I would have said, ‘you can’t define a predicate that picks out the integers among the reals’, but the above is probably OK, too. 
One important thing to say is that “Why is .999… = 1?” is not a stupid question. (It may have been said before in this thread, but I’m not going to check that by reading or re-reading 1,000+ replies.)
It’s not stupid, because the answer is not simple. It involves how mathematicians define the real numbers, limits and infinity. It involves ancient paradoxes, and how they have been resolved. And it’s the subject of a Wikipedia article that’s about 10,000 words long (0.999…, already cited above.)
Are we going to have a birthday party for this thread … in some cultures, 14 year-olds are considered adults. That would Wednesday after this.
I’d like to say, though, that it’s not really that systems of natural (first-order + and *) arithmetic are subject to the Goedelian phenomena and systems of real (first-order + and *) arithmetic escape it. Both are subject to the same limitation on their ability to consistently prove certain statements about themselves; it’s just that the failure occurs even earlier in the case of real arithmetic, in that the relevant statements are not even expressible in the language we might choose to limit our attention to in the latter case.
There’s also nothing particularly special about the language of natural arithmetic, except that it happens (by a tremendous hack) to be capable of discussing the behavior of arbitrary computable functions, and we happen to be particularly interested in computable formal systems; accordingly, the systems we are particularly interested in are describable in terms of natural arithmetic, so if the language against we judge their completeness itself includes natural arithmetic, it is capable of expressing the relevant Goedelian statement which the system cannot hope to prove.

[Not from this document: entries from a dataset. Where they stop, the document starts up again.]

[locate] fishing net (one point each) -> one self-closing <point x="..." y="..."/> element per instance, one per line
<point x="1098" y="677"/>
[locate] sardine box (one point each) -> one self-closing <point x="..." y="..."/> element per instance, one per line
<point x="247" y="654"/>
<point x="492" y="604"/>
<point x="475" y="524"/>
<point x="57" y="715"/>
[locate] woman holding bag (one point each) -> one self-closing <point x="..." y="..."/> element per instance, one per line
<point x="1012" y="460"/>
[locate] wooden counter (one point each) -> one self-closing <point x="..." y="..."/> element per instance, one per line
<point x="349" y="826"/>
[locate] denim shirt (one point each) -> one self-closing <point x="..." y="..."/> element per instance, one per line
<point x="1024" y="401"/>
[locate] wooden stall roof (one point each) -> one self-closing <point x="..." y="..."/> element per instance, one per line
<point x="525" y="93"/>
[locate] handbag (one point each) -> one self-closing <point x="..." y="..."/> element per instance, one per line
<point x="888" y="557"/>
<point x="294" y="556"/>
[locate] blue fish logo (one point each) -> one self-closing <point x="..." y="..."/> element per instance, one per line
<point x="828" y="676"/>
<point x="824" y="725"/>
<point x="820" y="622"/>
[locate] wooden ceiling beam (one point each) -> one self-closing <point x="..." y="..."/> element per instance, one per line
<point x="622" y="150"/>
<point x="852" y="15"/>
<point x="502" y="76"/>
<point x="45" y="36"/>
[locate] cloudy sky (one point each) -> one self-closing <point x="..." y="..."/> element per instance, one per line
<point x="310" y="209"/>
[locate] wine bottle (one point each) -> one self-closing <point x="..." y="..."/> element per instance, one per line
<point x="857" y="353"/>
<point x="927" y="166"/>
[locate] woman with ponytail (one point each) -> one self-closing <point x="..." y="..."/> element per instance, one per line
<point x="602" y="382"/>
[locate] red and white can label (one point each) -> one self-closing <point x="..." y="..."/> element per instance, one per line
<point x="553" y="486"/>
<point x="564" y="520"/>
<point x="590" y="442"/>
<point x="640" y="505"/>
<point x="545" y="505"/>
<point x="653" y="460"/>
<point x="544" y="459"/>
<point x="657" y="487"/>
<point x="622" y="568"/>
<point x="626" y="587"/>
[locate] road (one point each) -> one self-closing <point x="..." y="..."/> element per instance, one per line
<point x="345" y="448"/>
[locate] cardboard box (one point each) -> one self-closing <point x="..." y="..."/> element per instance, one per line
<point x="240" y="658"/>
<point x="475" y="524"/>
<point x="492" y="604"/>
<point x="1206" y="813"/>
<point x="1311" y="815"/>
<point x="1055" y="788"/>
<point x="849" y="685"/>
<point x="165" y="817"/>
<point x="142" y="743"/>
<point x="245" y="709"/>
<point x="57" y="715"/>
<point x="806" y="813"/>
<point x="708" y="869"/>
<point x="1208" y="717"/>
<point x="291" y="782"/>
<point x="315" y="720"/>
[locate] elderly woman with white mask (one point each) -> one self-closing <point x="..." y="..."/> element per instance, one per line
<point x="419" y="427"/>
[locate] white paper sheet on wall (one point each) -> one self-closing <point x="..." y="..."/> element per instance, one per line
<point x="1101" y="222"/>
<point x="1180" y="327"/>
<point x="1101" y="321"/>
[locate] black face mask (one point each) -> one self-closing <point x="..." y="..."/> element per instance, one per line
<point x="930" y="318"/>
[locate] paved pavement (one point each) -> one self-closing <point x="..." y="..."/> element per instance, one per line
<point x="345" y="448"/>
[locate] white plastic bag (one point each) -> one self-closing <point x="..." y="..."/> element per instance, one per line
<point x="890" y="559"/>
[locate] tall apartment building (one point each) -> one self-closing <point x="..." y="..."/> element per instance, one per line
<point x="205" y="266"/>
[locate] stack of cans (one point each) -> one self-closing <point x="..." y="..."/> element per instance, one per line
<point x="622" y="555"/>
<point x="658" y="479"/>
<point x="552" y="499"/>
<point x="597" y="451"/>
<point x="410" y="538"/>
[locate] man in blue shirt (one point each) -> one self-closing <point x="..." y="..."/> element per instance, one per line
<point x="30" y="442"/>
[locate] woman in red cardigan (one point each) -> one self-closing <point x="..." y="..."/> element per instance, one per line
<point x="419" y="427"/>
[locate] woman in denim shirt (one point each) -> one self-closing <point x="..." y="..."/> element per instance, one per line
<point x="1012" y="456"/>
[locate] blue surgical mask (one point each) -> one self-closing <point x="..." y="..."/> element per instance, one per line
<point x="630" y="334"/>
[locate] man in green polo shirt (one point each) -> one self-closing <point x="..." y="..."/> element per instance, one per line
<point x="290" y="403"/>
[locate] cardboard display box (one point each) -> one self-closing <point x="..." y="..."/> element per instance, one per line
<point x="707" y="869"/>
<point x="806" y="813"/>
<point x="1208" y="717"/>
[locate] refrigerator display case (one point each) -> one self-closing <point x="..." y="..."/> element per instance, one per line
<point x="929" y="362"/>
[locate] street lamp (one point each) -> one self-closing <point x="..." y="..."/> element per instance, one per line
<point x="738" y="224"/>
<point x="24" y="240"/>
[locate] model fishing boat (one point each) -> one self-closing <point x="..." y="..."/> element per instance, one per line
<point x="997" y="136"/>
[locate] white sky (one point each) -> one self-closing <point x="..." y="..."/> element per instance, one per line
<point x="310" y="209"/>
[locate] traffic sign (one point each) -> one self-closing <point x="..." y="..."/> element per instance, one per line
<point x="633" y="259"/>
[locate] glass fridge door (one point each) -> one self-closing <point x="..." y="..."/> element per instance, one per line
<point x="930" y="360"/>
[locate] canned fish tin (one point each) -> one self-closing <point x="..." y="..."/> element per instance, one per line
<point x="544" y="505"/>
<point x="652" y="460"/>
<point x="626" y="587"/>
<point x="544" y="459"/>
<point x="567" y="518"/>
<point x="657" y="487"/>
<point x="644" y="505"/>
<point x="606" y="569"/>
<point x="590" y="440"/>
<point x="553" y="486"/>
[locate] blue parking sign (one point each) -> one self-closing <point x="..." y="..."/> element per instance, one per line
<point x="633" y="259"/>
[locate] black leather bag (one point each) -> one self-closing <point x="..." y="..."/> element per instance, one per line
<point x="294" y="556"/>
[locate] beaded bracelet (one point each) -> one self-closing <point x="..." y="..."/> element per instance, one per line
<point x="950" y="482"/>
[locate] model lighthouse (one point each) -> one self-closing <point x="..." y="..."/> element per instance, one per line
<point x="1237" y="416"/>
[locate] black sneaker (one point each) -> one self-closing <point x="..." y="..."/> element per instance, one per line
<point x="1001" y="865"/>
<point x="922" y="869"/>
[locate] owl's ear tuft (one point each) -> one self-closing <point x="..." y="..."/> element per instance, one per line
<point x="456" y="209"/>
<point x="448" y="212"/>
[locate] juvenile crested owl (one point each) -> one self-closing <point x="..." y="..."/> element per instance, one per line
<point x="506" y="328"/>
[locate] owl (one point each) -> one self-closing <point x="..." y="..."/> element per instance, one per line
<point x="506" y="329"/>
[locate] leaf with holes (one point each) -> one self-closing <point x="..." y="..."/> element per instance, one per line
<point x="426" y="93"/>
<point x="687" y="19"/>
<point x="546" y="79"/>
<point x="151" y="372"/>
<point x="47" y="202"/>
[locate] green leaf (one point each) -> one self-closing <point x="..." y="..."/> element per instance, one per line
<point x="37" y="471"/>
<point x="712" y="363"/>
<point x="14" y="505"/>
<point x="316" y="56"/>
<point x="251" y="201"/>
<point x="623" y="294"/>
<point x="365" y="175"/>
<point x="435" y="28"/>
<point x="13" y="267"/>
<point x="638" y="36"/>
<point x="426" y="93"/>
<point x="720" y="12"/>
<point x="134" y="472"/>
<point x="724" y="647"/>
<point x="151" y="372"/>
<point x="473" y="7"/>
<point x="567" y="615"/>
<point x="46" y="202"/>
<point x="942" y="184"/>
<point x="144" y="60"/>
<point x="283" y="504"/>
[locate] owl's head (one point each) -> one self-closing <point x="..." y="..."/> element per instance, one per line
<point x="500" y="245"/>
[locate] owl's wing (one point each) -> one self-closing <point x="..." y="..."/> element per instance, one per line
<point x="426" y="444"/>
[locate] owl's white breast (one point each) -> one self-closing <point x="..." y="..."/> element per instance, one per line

But any framework which speaks about itself in the appropriate way, whether it has anything to do with natural numbers or not, and whether it is computable or not, displays all the same Goedelian phenomena in all the same ways as natural arithmetic does; the former has no intrinsic connection to the latter.
And you also can’t pick out just every real at a fixed interval? (n, n+m, n+2m, n+3m, etc?)
There’s actually an interesting observation lurking here: It’s trivial that the integers are naturals are interdefinable over any context where ordering is definable (the naturals being the integers >= 0; the integers being the values which are either naturals or negated naturals).
I’ve refrained, for parsimony, from mentioning ordering explicitly in discussing the relevant language of real arithmetic so far, but even if not adopted as a primitive of our language (though in fairness it should be, for the clean development of the theory of “quantifier elimination” behind the completeness results), we can, in the reals, define ordering from the observation that a real is >= 0 just in case it has a real square root.
But suppose, instead, we were interested in the language of first-order integer + and * (without a primitive for ordering). Can we define the naturals within these (and therefore ruin any chance of algorithmically deciding truthhood and falsehood within this language)?
Yes, we can: an integer is a natural just in case it is the sum of the squares of four integers. But, alas, this is much harder to prove than our characterization of positivity within real arithmetic.
If your language is suitably expressive, sure.
But if your language is just =, >, 0, +, 1, *, Boolean operations, and first-order quantifiers over the reals, how would you propose doing so?
Right, what I meant was I am surprised you can’t do it with just those tools. But realizing you can’t explains to me how it could be that you’ve modeled the reals yet not ipso facto also “overmodeled” the naturals.
What’s the actual axiomatization of the reals that we’re talking about? What are the axioms? I guess I don’t really understand this unless I’ve seen the axioms I get to work with to try to prove theorems that map onto the peano axioms.